Decided: January 30, 2013

MARK C. DILLON, J.P., L. PRISCILLA HALL, SHERI S. ROMAN, and JEFFREY A. COHEN, JJ. Kantrowitz, Goldhamer & Graifman, P.C., Chestnut Ridge, N.Y. (Michael L. Braunstein of counsel), for appellants. Nicolini, Paradise, Ferretti & Sabella, PLLC, Mineola, N.Y. (John J. Hanley of counsel), for respondent.

In an action to recover damages for injury to property, the defendants Anderson–Barrows Metals Corporation and Watts Industries, Inc., appeal from an order of the Supreme Court, Suffolk County (Martin, J.), dated December 20, 2011, which, upon a decision of the same court dated March 15, 2011, granted the plaintiff's motion pursuant to CPLR 3126 to preclude them from offering evidence at trial.

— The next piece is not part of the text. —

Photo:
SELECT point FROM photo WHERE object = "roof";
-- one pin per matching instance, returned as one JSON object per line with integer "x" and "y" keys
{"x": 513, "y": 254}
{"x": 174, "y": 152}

ORDERED that the order is reversed, on the law, with costs, and the plaintiff's motion pursuant to CPLR 3126 to preclude the appellants from offering evidence at trial is denied.

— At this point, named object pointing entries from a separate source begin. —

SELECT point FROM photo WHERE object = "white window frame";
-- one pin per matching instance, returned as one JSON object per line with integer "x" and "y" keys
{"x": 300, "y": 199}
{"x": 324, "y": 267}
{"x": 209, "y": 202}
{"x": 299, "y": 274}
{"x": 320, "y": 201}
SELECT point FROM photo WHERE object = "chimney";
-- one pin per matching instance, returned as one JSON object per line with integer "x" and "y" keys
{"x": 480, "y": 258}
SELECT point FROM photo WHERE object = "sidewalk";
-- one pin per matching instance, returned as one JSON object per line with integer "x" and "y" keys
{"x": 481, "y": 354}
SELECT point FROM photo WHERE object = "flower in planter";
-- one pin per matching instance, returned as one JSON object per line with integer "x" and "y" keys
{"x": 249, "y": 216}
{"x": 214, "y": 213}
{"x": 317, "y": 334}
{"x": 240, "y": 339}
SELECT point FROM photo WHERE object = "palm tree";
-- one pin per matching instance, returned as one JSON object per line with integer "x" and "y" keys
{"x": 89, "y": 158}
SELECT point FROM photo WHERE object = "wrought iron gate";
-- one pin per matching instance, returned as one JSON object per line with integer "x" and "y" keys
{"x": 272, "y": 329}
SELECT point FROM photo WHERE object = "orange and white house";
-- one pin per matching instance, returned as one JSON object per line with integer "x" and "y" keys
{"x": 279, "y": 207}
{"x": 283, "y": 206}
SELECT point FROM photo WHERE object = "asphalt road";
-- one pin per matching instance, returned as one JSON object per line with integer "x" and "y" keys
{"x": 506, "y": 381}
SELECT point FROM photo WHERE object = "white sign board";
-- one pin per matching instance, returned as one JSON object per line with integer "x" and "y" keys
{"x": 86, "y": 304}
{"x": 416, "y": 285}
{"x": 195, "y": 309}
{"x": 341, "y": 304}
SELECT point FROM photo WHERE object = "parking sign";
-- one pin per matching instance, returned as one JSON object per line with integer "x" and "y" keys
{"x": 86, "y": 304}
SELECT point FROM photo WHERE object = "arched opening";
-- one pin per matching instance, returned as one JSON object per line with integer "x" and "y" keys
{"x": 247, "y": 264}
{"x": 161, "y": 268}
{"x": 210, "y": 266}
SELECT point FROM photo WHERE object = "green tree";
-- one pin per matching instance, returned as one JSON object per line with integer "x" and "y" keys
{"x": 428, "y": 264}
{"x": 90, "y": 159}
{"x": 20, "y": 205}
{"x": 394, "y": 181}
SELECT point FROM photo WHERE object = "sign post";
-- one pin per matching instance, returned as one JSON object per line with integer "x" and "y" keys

Even though the plaintiff's motion pursuant to CPLR 3126 requested that the answering affidavits be served 7 days prior to the date upon which the motion was noticed to be heard, it is undisputed that the motion was served by regular mail only 19 days prior to that time. Since the plaintiff did not serve its motion at least 21 days before the return date, it was only entitled to service of the answering papers 2 days before the return date (see CPLR 2103[b][2]; 2214[b]; Bush v. Hayward, 156 A.D.2d 899, 900–901; Capoccia v. Brognano, 132 A.D.2d 833, 833–834). Contrary to the determination of the Supreme Court, the appellants, who served their opposition papers 4 days prior to the return date, did not default in opposing the plaintiff's motion. Accordingly, the Supreme Court erred in not considering the appellants' opposition papers on the ground that they were late, and erred in treating the plaintiff's motion as unopposed.

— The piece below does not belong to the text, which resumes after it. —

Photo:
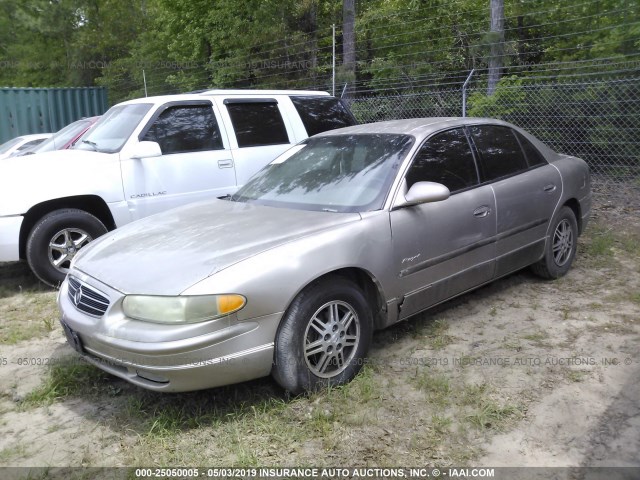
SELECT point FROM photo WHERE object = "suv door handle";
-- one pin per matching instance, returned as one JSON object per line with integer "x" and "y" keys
{"x": 482, "y": 211}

Furthermore, there was no clear showing that the appellants engaged in willful and contumacious conduct in response to the plaintiff's notice to produce (see Zakhidov v. Boulevard Tenants Corp., 96 AD3d 737, 739; Moray v. City of Yonkers, 76 AD3d 618, 619; Moog v. City of New York, 30 AD3d 490, 490–491; Assael v. Metropolitan Tr. Auth., 4 AD3d 443). Accordingly, the plaintiff's motion pursuant to CPLR 3126 to preclude the appellants from offering evidence at trial should have been denied.